Cardinal nodded. “It’s one of the first things she told me about herself, before we were married.”
“Honesty was one of Catherine’s strengths,” Bell said. “She often said she would rather die than go through another major depression—and not just to spare herself, I hasten to add. Like most people who suffer from depression, she hated the fact that it made life so difficult for people she loved. I’d be surprised if she hadn’t expressed this to you over the years.”
“Many times,” Cardinal said, and felt something collapse inside him. The room went blurry, and the doctor handed him a box of Kleenex.
After a few moments, Dr. Bell knit his brows and leaned forward in his chair. “You couldn’t have done anything, you know. Please let me set your mind at rest on that point. It’s quite common for people who commit suicide to give no sign of their intention.”
“I know. She wasn’t giving away objects that were precious to her or anything like that.”
“No. None of the classic signs. Nor is there a previous attempt in her medical records, although there is plenty of suicidal ideation. But what we do have is an ongoing, decades-long battle with clinical depression, part of her bipolar disorder. The statistics are indisputable: people who suffer from manic depression are the most likely to kill themselves, bar none. There is no other group of people more likely. God, I almost sound like I know what I’m talking about, don’t I.” Dr. Bell held his hands up in a gesture of helplessness. “Something like this, well, it makes you feel pretty incompetent.”
“I’m sure it’s not your fault,” Cardinal said. He didn’t know what he was doing here. Had he come here to listen to this rumpled Englishman talk about statistics and probabilities? Clearly, I’m the one who sees her every day, he thought. I’m the one who’s known her longest.
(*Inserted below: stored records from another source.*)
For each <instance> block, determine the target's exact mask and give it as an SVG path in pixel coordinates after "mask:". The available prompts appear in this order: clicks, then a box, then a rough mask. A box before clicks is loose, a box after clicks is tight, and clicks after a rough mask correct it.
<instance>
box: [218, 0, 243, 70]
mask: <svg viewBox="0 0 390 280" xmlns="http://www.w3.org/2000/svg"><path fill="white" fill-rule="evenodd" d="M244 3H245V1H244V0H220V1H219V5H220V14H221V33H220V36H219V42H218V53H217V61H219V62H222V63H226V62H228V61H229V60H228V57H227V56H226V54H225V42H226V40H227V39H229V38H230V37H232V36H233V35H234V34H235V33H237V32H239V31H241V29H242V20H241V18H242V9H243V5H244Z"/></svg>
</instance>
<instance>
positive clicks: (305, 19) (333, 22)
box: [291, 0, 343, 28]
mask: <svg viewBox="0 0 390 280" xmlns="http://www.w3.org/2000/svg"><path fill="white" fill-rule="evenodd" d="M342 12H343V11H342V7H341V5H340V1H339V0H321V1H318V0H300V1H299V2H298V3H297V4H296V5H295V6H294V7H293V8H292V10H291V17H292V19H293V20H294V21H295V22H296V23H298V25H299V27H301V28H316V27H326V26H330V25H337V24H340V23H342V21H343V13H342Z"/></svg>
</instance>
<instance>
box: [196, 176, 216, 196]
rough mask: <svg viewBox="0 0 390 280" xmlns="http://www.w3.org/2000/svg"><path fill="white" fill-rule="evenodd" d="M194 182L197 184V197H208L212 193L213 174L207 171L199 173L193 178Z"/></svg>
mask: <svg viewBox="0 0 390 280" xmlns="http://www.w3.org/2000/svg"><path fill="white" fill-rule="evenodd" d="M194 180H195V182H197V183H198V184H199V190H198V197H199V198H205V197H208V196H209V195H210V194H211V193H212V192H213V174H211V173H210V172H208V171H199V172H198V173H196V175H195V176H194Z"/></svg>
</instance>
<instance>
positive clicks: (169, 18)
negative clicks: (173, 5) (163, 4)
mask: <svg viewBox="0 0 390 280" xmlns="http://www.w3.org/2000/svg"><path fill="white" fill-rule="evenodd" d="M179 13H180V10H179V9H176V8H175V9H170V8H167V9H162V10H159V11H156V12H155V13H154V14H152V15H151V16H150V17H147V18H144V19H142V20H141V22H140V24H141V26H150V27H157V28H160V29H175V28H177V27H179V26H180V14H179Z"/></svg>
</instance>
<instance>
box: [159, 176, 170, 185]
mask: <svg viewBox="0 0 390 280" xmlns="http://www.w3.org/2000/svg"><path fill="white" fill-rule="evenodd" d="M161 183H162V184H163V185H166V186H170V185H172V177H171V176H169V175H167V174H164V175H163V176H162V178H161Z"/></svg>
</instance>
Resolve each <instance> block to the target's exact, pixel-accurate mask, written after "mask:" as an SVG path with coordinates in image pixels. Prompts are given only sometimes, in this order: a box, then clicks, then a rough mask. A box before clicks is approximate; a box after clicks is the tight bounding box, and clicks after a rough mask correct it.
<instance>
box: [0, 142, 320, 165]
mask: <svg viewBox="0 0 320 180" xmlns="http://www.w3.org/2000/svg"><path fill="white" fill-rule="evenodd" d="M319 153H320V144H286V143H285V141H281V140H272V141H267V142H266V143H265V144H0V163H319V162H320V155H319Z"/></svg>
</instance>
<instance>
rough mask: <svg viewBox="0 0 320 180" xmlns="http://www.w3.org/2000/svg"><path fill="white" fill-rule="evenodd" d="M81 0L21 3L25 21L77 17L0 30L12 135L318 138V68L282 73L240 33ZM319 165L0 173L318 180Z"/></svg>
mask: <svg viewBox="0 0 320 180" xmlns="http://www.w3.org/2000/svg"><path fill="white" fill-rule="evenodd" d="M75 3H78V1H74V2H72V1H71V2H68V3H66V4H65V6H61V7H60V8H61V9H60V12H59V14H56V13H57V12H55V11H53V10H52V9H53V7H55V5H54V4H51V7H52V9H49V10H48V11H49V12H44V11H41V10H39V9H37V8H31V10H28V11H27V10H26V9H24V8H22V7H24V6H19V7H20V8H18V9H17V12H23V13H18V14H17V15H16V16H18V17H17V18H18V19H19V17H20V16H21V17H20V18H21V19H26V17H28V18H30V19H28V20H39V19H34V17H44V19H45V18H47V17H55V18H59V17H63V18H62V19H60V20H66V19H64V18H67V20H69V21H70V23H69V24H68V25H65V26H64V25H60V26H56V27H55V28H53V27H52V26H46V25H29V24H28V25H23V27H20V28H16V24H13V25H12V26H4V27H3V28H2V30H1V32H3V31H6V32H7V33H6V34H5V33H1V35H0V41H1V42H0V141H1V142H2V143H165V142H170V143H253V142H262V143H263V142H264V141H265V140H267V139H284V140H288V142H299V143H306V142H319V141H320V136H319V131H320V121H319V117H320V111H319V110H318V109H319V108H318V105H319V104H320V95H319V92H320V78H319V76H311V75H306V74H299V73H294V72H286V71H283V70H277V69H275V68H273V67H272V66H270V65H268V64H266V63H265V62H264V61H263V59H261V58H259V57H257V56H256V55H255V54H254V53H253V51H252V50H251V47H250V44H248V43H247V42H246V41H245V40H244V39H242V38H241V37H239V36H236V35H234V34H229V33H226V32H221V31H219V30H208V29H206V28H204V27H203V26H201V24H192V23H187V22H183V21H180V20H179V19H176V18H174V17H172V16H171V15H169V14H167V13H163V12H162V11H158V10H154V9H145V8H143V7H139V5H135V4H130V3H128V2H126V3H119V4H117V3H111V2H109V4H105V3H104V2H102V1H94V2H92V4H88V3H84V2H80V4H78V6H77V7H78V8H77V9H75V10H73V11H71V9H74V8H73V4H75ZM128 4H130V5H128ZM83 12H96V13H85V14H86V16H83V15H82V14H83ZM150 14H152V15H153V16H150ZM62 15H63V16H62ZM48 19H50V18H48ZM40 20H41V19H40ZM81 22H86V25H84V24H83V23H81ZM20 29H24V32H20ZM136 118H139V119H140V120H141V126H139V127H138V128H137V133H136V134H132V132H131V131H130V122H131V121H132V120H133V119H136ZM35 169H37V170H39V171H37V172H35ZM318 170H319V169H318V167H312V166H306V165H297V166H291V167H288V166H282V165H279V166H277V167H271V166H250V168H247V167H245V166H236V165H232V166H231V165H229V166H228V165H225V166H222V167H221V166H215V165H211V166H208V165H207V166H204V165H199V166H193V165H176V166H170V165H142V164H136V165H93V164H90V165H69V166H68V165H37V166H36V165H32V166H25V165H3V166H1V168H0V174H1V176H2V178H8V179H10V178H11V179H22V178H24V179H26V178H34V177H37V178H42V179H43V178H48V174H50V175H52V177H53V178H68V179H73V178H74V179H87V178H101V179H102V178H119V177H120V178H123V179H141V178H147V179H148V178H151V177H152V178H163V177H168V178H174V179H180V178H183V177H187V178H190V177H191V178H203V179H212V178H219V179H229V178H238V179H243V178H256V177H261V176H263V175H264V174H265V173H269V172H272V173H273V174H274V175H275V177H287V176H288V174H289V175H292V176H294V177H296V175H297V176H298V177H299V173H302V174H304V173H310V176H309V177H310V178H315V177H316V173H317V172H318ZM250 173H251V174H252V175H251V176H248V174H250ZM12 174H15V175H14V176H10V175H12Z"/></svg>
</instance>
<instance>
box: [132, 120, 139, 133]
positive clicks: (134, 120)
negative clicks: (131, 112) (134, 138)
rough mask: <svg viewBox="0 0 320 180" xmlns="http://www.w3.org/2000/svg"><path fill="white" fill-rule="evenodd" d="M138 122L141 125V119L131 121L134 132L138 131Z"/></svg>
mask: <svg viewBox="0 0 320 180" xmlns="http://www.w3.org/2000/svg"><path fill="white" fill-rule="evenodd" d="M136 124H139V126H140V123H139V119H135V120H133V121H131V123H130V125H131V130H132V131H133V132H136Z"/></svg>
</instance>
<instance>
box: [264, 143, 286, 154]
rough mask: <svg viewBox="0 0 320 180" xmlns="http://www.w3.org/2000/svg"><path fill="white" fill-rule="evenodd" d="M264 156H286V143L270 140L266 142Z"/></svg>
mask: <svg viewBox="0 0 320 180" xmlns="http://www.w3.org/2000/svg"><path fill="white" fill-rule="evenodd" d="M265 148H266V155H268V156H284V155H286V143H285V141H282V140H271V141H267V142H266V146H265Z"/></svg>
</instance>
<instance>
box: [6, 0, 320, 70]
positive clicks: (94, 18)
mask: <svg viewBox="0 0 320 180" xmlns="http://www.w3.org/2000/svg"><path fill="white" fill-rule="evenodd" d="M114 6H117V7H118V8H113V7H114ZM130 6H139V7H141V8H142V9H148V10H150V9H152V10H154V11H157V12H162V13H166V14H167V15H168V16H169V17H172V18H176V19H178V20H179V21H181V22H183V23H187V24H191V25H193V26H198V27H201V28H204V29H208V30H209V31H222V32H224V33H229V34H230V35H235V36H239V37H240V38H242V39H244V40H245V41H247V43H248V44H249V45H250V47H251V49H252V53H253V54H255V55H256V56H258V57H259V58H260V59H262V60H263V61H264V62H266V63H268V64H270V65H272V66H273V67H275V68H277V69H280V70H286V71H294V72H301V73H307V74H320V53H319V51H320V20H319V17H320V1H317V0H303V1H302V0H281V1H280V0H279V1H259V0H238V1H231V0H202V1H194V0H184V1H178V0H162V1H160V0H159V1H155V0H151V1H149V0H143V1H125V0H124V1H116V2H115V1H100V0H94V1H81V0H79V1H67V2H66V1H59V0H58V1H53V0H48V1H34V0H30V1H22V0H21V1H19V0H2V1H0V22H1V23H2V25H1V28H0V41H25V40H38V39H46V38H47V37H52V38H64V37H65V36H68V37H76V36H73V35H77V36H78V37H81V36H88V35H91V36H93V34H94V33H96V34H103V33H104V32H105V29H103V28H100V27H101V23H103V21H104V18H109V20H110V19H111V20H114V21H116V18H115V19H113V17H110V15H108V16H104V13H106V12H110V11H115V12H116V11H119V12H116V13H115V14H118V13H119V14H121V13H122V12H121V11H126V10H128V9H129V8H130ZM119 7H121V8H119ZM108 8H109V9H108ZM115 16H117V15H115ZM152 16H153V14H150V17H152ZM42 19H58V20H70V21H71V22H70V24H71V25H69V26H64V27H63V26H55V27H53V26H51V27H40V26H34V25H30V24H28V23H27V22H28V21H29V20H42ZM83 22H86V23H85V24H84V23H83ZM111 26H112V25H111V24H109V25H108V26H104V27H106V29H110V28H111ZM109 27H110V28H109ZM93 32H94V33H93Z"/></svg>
I’m the one who didn’t pay attention. Too stupid, too selfish, too blind.
“It’s tempting to blame yourself, isn’t it?” Bell said, once again reading his thoughts.
“Merely factual in my case,” Cardinal said, and could not miss the bitterness in his own voice.
“But I’m doing the same thing,” the doctor said. “It’s the collateral damage of suicide. Anyone close to someone who commits suicide is going to feel they didn’t do enough, they weren’t sensitive enough, they should have intervened. But that doesn’t mean those feelings are accurate assessments of reality.”
The doctor said some other things that Cardinal seemed to miss. His mind was a burned-out building. A shell. How could he expect to know what was going on around him at any given moment?
As Cardinal was leaving, Bell said, “Catherine was fortunate to be married to you. And she knew it.”
The doctor’s words threatened to undo him all over again. He just managed to hold himself together, like a patient fresh off the operating table clutching together his stitched halves. Somehow he blundered his way out through the waiting room and into the gold autumn light.